I'd like to come back to this nebulous label of "art cinema" later, because I don't think it represents anything identifiable by a standard form like "classical narration" or "Hollywood" (by period) or "Mainstream" could. As for "Avant Garde", the concept of "art cinema" doesn't correspond to a definite format, or to any films in particular, except to cast them outside of the well known classicism. Mentioning "classical narration" refers to a set of codes and conventions that will match almost every film we file under this umbrella term. However, what you call "art-films" are practically all different from each other (except for certain trends and "schools"), aside from being also different from the classical format. 

"Considering narrative comprehension as inferential led me to bring in the Russian Formalist distinction between fabula and syuzhet. These two terms have been used in several ways, but the most plausible way, it seemed to me then [Narrative in the Fiction Film, 1985] and seems still, is to see fabula as the chronological-causal string of events that may be presented by the syuzhet, the configuration of events in the narrative text as we have it."
Serge Daney was talking about "énoncé" (=fabula) and "énonciation" (=syuzhet) in 1974 (Cahiers du cinéma, n°248-249-250, janvier-mai 1974).

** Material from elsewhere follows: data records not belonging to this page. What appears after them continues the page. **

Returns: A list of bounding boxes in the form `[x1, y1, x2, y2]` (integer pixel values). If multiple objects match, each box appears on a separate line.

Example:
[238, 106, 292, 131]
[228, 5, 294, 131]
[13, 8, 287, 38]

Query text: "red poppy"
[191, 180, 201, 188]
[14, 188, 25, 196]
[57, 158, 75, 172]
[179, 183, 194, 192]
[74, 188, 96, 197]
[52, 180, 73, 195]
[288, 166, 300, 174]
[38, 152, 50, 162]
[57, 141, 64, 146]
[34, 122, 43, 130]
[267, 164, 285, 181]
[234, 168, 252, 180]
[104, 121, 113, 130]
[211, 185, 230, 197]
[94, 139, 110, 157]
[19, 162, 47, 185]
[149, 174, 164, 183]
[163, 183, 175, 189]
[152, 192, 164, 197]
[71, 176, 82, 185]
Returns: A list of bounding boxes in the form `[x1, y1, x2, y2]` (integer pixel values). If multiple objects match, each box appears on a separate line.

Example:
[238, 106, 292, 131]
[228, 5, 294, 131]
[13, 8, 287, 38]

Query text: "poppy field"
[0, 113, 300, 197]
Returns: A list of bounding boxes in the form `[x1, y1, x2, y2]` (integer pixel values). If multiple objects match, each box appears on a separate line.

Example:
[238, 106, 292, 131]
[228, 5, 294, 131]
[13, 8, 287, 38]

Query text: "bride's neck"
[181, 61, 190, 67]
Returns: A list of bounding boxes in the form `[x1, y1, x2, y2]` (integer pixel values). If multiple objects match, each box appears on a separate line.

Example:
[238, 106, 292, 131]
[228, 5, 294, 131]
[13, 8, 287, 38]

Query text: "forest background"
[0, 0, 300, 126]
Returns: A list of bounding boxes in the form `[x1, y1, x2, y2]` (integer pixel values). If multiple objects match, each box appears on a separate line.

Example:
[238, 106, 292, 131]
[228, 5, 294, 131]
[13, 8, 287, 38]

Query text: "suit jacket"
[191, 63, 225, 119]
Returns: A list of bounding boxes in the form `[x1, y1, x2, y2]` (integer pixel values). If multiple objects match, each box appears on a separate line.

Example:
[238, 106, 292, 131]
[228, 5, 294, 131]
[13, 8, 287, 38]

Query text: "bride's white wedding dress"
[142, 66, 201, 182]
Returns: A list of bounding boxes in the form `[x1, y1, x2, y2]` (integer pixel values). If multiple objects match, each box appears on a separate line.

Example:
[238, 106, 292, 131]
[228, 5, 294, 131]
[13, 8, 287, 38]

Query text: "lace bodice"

"But I now think that the inference-making takes place in a very narrow window of time, and it leaves few tangible traces. What is built up in our memory as we move through a film is something more approximate, more idiosyncratic, more distorted by strong moments, and more subject to error than the fabula that the analyst can draw up. [..] In assigning to the spectator the task of ongoing fabula construction, NiFF harmonized with one premise I consider central: a holistic sense of form. Even if we scan the entire narrative through a narrow slit, it’s important for the analyst and theorist to consider the overall design of the work, the more or less coherent principles that govern the unfolding tale. I’m thinking of such matters as smoothly cascading character goals, psychological motives and personality change, gradual development of knowledge, shifts in viewpoint, repeated and varied motifs, and finer-grained patterns of visual and sonic presentation."
That is an interesting aspect of human perception applied specifically to the cinema experience and how the limitations of this experience can be exploited, manipulated by the narrative design. 
Even if we do not recall every element of a film by the end of the screening, or even during the film, our subconscious does. Often the film needs to use self-quoting flashback (of images already previously projected in the distant beginning of the film), to make a pointed reference, as if the audience had already forgotten what they saw a few minutes ago. And the emotional climate within which each scene or image is registered (in state of fear, or under the tone of suspicion, or in awe, or accompanied by a music cue...) attribute to each memorial image a distinct accent, that influences the way we store and retrieve such memory, in the long term memory (belonging to our personal history), or in the short term memory (for single-using within the duration of the film).